Exclusive The new DES for avoiding unplanned hospital admissions could be harmful to patients who are dying unless managers relax stringent deadlines for practices, experts have warned.

National leaders on palliative care have requested that NHS England is flexible on tight deadlines within the unplanned admissions DES as they fear the 1% of the population in their last year of life may otherwise suffer undue distress.

It comes after Pulse revealed that NHS England has advised area teams not to pay practices for the DES if they miss any single aspect, despite previous reassurances from local area teams that they will be given leeway if it benefits patients.

Under the terms of the DES, patients requiring end-of-life care would be part of the 2% of each practice’s patient population that would have to be identified and informed that they were on the practice’s unplanned admissions DES register.

Each patient on the register will have a ‘named GP’, responsible for providing them with a personalised care plan and overseeing their care, with the aim of preventing emergencies that would see the patients admitted to hospital.

But Professor Keri Thomas, a former GP and now national clinical lead for end of life care at the GSF Centre CIC and honorary professor for end of life care at the University of Birmingham, said there was a danger of GP practices rushing to hit all the targets of the bureaucratic DES and ‘missing the point’ in the process.

She said: ‘Some of us are concerned about the way the very rapidly implemented unplanned admissions DES might possibly be negatively affecting patient care, especially for those nearing the end of life.

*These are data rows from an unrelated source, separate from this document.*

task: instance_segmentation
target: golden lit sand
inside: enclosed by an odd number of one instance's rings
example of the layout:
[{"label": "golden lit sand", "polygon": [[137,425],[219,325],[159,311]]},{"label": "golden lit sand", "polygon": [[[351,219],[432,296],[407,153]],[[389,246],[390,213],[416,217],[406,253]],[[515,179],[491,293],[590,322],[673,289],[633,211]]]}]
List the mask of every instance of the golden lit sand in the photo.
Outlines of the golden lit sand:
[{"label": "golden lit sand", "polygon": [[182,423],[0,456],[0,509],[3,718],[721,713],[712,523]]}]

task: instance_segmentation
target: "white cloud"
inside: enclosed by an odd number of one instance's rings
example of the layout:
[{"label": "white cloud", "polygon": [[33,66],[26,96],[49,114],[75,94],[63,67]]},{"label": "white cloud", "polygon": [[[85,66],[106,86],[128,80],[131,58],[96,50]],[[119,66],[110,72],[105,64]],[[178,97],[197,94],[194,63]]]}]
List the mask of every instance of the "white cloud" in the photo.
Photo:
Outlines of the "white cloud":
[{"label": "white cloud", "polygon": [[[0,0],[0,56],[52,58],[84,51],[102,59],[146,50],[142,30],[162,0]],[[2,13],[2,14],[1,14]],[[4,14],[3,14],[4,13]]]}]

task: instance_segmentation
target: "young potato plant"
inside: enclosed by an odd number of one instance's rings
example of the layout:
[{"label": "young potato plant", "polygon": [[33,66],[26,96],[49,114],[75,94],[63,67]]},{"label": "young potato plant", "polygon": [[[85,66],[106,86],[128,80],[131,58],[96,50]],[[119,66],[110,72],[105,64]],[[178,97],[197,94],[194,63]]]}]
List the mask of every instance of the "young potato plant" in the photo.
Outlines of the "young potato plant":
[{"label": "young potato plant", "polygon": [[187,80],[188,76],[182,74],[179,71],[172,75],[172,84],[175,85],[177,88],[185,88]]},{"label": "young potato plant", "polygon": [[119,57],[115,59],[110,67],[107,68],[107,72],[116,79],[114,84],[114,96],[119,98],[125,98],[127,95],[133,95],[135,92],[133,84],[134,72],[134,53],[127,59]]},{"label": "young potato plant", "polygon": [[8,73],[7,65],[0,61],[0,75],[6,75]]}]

There is a danger of hitting the target but missing the point.’

‘Although we greatly support the drive to reduce unplanned admissions and the need for more proactive primary care and advance care planning discussions, especially for the 1% of the population in the last year of life, we are concerned that the urgent box ticking required, with tight deadlines, might lead to some insensitive discussions and other measures that might cause distress if poorly handled.’

Dr Peter Nightingale, the joint Marie Curie and RCGP national clinical lead for end of life care, has produced a guide for GPs in which he has shared NHS Lancashire North CCG’s model for how to effectively care for dying people while carrying out the duties involved in the DES.

Dr Nightingale said: ‘We are asking for derogation from the local area team of NHS England to hopefully give the GP practices time to produce high quality and useful plans rather than a large quantity of lower quality plans. I understand that local area teams have been instructed to stick to the detail of the agreed DES, but asking for some flexibility in the interpretation of rules may still be worthwhile.’

Other tips include setting up a single IT template including all the codes for the DES as well as codes for a a local Electronic Palliative Care Co-ordination System.

In addition to sharing the guide, Professor Thomas and Dr Nightingale will be running two two-day workshops, endorsed and supported by the GMC, on how to best implement the DES for people nearing the end of life in September in Leeds and in London in October.